I get the impression that it was determined to be a consequence of gravitational red-shift.
Can anybody tell me the logical reason why gravitational time dilation follows on from gravitational red-shift?
Or was the existence of gravitational time dilation determined in some other way?
Einstein realized that if you consider a moving elevator, you'd excpect relativistic redshfit due to the doppler shift. He also relaized that the person on the elevator would need a different explanation than "doppler shift" than velocity. Hence, gravitational red-shift.
Now the relation between "doppler shift" and time dilation is pretty simple - they're basically the same, most especially in the gravitational case, less so in the doppler case. In the gravitational case, you have a constant round-trip time for light signals. So your observed red-shift is equal to the time dilation. You don't have this constant round-trip time in the case of relative motion, so you start trying to seprate out what you actually see (the redshift), to assign some moment that ignores the speed-of-light delays for when the signal was emitted, so you need to do some calculations to convert red-shift into time dilation in the doppler case. But in the gravity case, you don't need any calculation, the redshift is the same as the time dilation.
There's another important point to be made here about redshift.
Suppose you have a light beam, or better yet, a radio signal. You've got a carrier frequency, and a modulation on the radio signal. Suppose your radio signal is 1 Mhz, it's 1 million cycles per second, and it's amplutide changes at 1 Khz. Every 1000 cycles of the carrier, the ampltiude will go through a complete cycle.
Now, suppose you have a redhsift,so your 1 Mhz signal get's reduced to 900,000 hz rather than 1,000,000
Every 1000 cycles, you'll see a "peak" in the signal, so your modulation signal of 1000 hz got reduced to 900 hz.

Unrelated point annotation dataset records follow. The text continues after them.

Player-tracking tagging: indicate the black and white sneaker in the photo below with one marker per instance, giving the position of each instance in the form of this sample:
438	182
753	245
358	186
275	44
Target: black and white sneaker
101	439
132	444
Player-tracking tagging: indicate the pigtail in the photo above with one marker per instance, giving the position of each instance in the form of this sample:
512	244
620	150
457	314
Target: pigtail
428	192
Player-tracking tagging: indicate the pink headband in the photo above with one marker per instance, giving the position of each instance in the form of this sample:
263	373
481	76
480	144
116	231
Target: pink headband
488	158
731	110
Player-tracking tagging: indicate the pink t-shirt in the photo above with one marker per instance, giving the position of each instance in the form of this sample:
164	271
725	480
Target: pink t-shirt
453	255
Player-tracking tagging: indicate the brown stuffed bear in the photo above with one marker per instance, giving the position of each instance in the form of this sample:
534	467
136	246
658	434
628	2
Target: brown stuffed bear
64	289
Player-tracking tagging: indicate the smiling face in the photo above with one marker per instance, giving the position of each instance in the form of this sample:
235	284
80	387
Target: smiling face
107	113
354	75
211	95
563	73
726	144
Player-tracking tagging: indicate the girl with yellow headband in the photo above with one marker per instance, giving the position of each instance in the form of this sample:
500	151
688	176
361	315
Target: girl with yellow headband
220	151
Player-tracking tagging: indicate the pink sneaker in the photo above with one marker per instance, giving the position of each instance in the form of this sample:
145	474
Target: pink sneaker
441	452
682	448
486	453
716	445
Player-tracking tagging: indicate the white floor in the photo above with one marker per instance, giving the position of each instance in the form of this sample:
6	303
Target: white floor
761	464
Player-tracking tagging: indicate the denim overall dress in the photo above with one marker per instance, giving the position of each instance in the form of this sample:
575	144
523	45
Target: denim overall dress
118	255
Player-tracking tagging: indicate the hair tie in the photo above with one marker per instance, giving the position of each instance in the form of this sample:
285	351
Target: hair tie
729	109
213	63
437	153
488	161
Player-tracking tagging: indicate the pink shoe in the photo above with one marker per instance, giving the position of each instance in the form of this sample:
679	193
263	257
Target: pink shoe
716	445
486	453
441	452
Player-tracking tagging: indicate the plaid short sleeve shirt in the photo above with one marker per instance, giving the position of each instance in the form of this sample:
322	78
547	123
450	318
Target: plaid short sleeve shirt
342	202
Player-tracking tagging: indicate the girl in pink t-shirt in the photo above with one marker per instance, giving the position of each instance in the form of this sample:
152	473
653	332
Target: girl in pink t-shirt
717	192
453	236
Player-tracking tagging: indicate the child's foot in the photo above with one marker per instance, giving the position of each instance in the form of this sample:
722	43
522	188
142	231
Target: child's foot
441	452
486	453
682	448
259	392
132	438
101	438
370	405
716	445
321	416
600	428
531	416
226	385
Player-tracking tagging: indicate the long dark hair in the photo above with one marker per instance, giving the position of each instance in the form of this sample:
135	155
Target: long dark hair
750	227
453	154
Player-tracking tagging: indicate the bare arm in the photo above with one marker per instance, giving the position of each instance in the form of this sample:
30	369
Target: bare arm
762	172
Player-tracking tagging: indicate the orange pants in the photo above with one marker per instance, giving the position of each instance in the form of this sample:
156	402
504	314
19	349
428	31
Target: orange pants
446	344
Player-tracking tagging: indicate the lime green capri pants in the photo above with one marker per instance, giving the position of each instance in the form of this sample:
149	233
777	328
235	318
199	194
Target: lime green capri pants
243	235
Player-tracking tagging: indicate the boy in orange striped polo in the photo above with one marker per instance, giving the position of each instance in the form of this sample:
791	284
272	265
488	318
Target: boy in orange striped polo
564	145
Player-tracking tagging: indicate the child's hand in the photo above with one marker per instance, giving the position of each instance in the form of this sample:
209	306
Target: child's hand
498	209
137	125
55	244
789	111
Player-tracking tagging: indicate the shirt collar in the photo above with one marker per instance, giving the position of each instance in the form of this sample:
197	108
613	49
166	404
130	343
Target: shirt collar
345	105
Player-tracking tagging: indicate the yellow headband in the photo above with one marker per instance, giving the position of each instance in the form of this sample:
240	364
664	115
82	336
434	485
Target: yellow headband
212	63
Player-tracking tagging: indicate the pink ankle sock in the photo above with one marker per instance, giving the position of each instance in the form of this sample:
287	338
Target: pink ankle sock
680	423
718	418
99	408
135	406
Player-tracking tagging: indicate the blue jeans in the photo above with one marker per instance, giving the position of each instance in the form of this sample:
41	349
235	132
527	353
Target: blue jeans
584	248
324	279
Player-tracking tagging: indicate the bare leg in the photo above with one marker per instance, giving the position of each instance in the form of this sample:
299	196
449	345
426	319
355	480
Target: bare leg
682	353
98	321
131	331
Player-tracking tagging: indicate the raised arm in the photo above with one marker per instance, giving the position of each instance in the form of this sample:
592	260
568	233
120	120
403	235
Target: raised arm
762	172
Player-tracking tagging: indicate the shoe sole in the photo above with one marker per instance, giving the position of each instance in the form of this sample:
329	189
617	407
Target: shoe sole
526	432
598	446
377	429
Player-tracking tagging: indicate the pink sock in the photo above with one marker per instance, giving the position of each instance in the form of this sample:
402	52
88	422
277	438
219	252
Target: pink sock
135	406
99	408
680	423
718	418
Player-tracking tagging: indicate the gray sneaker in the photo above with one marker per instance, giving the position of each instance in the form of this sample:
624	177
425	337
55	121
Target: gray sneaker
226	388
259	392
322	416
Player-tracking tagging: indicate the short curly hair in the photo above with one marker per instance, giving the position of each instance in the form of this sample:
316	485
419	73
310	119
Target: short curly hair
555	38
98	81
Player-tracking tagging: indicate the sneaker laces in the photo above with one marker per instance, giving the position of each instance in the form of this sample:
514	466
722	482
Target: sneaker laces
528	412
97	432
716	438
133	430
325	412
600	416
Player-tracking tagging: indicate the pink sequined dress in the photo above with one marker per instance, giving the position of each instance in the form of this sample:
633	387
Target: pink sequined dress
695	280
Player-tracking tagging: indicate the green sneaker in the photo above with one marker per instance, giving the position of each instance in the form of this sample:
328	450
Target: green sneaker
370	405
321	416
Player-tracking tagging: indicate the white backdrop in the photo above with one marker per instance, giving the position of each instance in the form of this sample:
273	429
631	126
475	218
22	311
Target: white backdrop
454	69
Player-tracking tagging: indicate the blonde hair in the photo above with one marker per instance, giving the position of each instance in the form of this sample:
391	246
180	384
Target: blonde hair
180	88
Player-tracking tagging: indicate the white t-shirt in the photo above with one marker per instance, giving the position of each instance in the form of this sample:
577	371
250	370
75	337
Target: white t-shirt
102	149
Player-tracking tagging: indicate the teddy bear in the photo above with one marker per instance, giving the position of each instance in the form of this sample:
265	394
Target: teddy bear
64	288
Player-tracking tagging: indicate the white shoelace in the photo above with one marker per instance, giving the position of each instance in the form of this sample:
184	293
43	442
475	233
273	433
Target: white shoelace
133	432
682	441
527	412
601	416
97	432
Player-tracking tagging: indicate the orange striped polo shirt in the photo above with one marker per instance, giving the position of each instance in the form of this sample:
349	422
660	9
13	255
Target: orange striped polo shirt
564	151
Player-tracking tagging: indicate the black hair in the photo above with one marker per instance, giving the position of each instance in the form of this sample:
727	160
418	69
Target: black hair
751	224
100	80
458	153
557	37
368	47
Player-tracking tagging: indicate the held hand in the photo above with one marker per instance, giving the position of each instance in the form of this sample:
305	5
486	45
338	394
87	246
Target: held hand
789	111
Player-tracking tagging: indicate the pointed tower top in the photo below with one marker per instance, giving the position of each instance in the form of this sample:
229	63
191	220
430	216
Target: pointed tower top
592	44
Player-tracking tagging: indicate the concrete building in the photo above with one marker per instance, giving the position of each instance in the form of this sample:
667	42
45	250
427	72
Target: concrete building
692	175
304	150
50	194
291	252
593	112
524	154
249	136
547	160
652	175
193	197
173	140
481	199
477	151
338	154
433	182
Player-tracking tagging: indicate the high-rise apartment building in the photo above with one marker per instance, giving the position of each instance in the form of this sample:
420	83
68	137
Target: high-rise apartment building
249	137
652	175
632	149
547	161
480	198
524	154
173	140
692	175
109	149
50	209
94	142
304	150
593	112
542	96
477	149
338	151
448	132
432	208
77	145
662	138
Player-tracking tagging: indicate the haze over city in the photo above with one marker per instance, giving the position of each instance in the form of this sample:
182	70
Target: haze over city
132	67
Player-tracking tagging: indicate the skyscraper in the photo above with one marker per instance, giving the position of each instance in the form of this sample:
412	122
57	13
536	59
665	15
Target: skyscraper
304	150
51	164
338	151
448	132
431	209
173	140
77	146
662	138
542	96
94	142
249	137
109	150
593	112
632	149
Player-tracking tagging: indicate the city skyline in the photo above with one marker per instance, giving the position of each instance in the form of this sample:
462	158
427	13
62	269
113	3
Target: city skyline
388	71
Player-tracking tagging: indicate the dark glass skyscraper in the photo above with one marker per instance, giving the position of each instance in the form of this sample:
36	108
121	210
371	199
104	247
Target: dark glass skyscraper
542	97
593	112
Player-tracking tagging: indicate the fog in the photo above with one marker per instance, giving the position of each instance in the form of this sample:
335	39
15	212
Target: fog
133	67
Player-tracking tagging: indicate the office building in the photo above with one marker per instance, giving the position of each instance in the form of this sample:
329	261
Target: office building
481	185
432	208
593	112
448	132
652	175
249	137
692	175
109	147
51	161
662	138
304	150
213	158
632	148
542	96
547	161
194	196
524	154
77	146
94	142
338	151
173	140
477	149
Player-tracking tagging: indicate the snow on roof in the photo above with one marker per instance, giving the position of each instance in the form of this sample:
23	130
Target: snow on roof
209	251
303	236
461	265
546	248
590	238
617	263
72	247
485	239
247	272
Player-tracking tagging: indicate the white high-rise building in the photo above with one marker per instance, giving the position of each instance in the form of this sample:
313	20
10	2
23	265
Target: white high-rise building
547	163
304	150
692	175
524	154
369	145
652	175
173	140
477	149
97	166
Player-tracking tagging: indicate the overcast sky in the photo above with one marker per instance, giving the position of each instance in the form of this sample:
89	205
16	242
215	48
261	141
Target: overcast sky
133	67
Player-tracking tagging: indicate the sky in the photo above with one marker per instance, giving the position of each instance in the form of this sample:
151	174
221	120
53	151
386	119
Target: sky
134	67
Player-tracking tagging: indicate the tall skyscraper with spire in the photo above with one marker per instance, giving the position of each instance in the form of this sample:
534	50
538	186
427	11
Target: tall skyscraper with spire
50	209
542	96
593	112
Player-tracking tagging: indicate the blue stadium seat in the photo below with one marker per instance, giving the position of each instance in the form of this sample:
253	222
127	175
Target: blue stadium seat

So, when you redshift a carrier, you also redshift any modulation, by the same factor. If the carrier was showing a video signal, you'd see the video signal in slow motion, after you demodulated it of course.
So, if you have a flashing light controlled by a clock, the flashing of the light is its modulation, and the rate at which the light flashes will slow down when the light redshifts. So you conclude that the light, the clock, and everything must be "time dilated".
So, we've just seen that not only will the light be shifted, but that any signal it carries will be slowed down when you look at something in a gravity well. When you had doppler shift, you had to worry about the changing travel times, which made the red shift different from time dilation in that case. But in the gravitational case, the light travel times are constant between the "low" and "high" areas.